Do You Believe in Life After Love?
Signing into my Squarespace account today made me feel a little nervous. Two drafts - one from early last year and another from June of last year - were sitting in my drafts list and I felt an immediate pang of guilt. I felt like I left in such a hopeful and promising place after my last published post and then the reality of being a late twenties divorcee in the midst of a global pandemic set in and I wasn’t hopeful at all.
I just wrapped up months of processing the second biggest decision of my life and wrote about it. For weeks after publishing the last post, I considered deleting the series or taking the whole site down and forgetting that this cyberspace where I once found joy and passion even existed.
Whenever I got close to resigning to myself that I shouldn’t write or share from this perspective ever again, I’d receive an email in my inbox about how much this series was helping someone who was going through a similar situation. That felt valuable to me and so did my story. So, I just unintentionally took a really long break. The initial separation started with this fear that sharing anything less than being head-over-heels in love, thriving in every aspect of my life, and providing a step-by-step approach to achieving the same was a disappointment to this initial sense of freedom and hopefulness I had. I feared it would disappoint the individuals who use this blog as a sense of guidance or it would be ammunition for those who didn’t necessarily understand my decision to get a divorce or frankly weren’t fans of me. I realized how self-entitled both those notions were and worked through them with my therapist and support system. So, I sat down at my computer once more and started to write. Nothing flowed the way it usually did and so another block commenced. The second break from writing came from a brutal realization that the path to healing is not a whirlwind evening on the back of a moped in Ibiza. Real healing, true soul-wrenching, identity-forming healing is brutal, messy, and unclear, until, you never feel more clear or sure in your life.
Which is thankfully where you find me today.
So much has changed in the last two years. This sentiment, I’m sure resonates with so many people. Collectively, we have all been mourning and anxiously anticipating a set of ideals and norms that will never be the same.

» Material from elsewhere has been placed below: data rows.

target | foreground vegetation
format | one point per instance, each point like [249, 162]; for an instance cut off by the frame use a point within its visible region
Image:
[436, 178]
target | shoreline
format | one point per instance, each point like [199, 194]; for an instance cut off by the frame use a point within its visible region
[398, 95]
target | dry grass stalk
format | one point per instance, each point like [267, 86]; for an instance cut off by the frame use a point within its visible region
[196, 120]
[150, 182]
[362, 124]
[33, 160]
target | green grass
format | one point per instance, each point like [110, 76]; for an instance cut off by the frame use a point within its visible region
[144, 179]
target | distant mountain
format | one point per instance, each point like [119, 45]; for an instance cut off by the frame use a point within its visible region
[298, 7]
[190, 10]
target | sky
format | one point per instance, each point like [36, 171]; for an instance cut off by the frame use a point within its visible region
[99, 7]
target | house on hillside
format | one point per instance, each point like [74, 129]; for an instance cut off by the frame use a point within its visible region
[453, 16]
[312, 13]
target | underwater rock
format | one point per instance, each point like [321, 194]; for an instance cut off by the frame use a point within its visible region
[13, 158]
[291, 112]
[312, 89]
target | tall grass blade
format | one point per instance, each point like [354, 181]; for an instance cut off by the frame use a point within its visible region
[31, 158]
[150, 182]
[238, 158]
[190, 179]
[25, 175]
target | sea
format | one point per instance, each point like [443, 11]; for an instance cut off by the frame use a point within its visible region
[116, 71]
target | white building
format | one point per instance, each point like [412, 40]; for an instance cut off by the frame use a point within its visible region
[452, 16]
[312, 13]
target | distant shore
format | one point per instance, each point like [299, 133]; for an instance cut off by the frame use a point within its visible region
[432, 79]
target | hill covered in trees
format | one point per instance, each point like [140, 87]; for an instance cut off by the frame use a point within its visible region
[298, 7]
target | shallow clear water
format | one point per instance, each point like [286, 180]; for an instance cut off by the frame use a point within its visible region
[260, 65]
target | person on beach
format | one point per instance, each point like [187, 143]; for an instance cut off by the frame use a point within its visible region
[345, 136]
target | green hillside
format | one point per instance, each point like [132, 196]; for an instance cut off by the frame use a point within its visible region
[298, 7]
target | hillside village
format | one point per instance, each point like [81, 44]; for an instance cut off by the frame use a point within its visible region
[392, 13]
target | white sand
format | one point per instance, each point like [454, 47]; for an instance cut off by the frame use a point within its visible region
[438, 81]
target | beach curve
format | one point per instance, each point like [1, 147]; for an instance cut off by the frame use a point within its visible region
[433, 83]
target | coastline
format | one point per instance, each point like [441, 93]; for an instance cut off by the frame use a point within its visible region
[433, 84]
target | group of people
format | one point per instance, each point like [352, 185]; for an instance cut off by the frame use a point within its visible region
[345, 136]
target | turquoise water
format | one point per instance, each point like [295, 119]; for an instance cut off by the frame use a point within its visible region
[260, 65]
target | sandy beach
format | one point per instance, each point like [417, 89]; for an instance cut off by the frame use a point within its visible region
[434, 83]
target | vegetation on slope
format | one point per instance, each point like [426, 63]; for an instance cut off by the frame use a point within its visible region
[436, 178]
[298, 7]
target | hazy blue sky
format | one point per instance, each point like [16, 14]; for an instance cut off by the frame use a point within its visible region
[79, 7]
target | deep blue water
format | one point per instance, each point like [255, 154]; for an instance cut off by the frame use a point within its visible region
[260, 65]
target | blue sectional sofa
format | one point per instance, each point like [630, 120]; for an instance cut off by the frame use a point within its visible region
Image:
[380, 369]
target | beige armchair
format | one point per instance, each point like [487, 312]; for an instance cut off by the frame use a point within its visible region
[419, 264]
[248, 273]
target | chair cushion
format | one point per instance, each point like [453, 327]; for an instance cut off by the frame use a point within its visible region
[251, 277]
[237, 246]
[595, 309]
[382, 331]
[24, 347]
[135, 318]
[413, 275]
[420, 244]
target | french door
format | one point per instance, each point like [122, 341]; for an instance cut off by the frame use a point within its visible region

In the midst of all this loss, I’ve been mourning the failure of a marriage, the loss of a pregnancy within that marriage, the hurt that I’ve caused those who were collateral in the messiness that is healing, and a future that I know I’ll never have due to the decisions I’ve made.
I’ve also rejoiced. I’ve rejoiced in the deepening of friendships that I always longed for but could never sustain while in the throws of an unhealthy relationship. I’ve rejoiced in a better understanding of my parents and consequently, a closeness with them that feels mature and bonded. I’ve rejoiced in the process of dating and getting to know myself and others in the context of singleness in my late twenties. Finally, I’ve rejoiced in the life that I’ve been able to build for myself since getting a divorce. These days, I live in Central Florida, in a beautiful lakeside apartment, with my wiggly companion, Buffy.
I continue my work as a mental health counselor, building a fully virtual practice in Georgia and Florida as I’m now licensed in both states. I have a peer group of colleagues that I adore, I have weekly FaceTime dates with my two dearest friends, and I’ve been growing a community of people who support and help challenge me.
I know how trite it seems to be writing again when all is seemingly perfect. What I’ve learned and what is becoming increasingly clear to me every day though is that with age, experience, and life, there is both good and bad. Suffering and joy. Life hasn’t gotten easier for me, I’ve just gotten better at tolerating the ish that comes with being human. I’ve been able to learn to take feedback, process trauma and help others in a way that’s fundamental to accepting the realities of humanity.
So, I start from here, and my mission renewed. I aim to use my experiences and my education and training as a counselor to help others understand that the way to avoid pain isn’t by letting past traumas or fear dictate our choices. Life, in pain and in suffering, is still worth living. Relationship while scary and unknown is still worth pursuing. Love doesn’t have beginnings and endings in the way we necessarily think. Emotional energy works a lot like physical energy. Love can’t be created or destroyed- it just shifts and changes. I believe the sooner we can come to understand that, the better wielders of love we can become. Because love is the center of everything.